Drapeaux palestiniens sur les mairies : que dit la loi sur la neutralité du service public ?

Au moins 86 mairies ont hissé le drapeau palestinien pour la reconnaissance de la Palestine par la France, mais Bruno Retailleau demande leur retrait au nom de la neutralité publique. La loi interdit de fait aux édifices publics d’exprimer des opinions politiques, a tranché le Conseil d’État en 2005.
Le 22 septembre 2025, au moins 86 mairies françaises, dont celles de Saint-Denis, Lyon, Rennes, Nantes et Besançon, ont hissé le drapeau palestinien pour célébrer la reconnaissance officielle de l’État de Palestine par la France, annoncée par Emmanuel Macron à l’ONU.

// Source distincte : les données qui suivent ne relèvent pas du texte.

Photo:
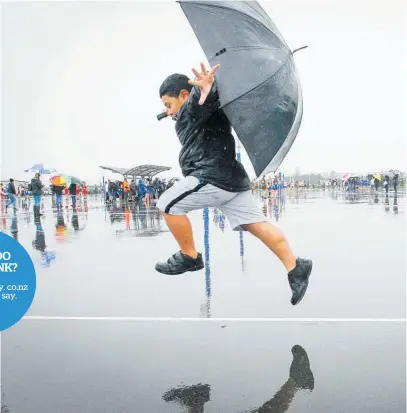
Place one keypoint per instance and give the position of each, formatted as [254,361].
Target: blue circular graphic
[17,281]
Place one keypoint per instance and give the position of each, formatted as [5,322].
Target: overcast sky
[80,83]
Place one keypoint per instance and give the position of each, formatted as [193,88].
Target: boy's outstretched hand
[204,81]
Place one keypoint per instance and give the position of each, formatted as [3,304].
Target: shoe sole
[197,268]
[304,287]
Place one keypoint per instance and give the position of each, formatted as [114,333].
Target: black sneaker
[300,370]
[298,279]
[180,263]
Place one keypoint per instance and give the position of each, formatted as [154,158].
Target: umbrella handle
[299,48]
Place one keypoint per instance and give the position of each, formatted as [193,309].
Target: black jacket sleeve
[200,113]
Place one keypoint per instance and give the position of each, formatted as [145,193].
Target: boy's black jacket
[208,147]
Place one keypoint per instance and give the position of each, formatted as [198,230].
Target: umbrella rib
[255,87]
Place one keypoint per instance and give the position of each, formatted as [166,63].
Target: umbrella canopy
[41,169]
[257,82]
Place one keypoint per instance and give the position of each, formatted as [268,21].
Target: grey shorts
[190,194]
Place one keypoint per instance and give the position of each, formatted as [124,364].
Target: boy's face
[173,104]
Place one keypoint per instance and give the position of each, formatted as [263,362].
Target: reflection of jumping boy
[214,178]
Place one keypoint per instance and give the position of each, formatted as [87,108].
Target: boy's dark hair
[173,85]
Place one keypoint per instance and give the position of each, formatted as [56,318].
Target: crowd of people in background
[143,190]
[148,191]
[270,186]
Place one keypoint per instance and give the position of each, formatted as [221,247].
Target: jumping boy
[214,178]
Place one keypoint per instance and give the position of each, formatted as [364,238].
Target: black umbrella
[257,82]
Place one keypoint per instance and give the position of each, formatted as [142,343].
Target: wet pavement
[99,261]
[204,367]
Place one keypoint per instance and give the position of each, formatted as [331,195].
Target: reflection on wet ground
[99,254]
[204,367]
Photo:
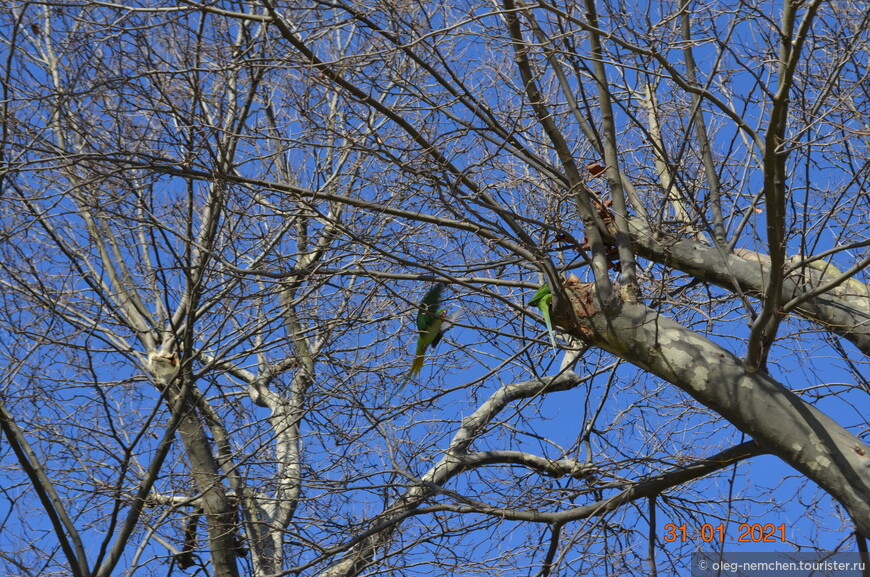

À Paris, des élus écologistes l’ont déployé à l’Hôtel de Ville, malgré l’opposition d’Anne Hidalgo, qui avait opté pour une projection des drapeaux palestinien et israélien sur la tour Eiffel. Bruno Retailleau, ministre de l’Intérieur démissionnaire, a fermement condamné ces initiatives et mandaté les préfets pour s’y opposer, arguant d’une violation de la neutralité du service public.
Drapeau ukrainien accepté, drapeau palestinien sanctionné ?
Ce principe fondamental, inscrit dans le Code de la fonction publique, impose aux édifices publics de ne pas exprimer d’opinions politiques, religieuses ou philosophiques. Une jurisprudence clé remonte à 2005 : le Conseil d’État a obligé la mairie de Sainte-Anne (Guadeloupe) à retirer un drapeau indépendantiste, affirmant que les mairies ne sauraient servir de tribune partisane.
Les obligations légales sont claires : les bâtiments publics doivent rester neutres, sauf si le pavoisement reflète une position officielle de l’État, comme la reconnaissance diplomatique de la Palestine. Des exemples récents illustrent ces tensions. À Malakoff (Hauts-de-Seine), le tribunal administratif de Cergy-Pontoise a ordonné le retrait du drapeau palestinien, assorti d’une astreinte de 150 euros par jour de retard, malgré le maintien par la maire communiste.
À Strasbourg, une illumination aux couleurs palestiniennes a été interdite a posteriori. En comparaison, le drapeau ukrainien a été validé en 2024 comme geste de solidarité nationale, et le drapeau israélien après les attaques du 7 octobre 2023, distinguant solidarité internationale d’opinion partisane.
Les tribunaux administratifs ne traitent pas toutes les saisines en urgence, laissant une marge d’interprétation. Les risques pour les maires sont financiers : astreintes si le drapeau persiste, mais aucune sanction si retiré rapidement. Cette affaire met en lumière la complexité juridique : entre devoir de neutralité et expression de solidarité diplomatique, les décisions varient.
Elle reflète les divisions politiques post-reconnaissance palestinienne, avec une droite mobilisée contre ces symboles et une gauche les défendant comme un acte légitime. Sans recommandation formelle, les tribunaux invitent à une prudence accrue pour éviter les contentieux, soulignant que la loi privilégie la neutralité pour préserver la confiance publique.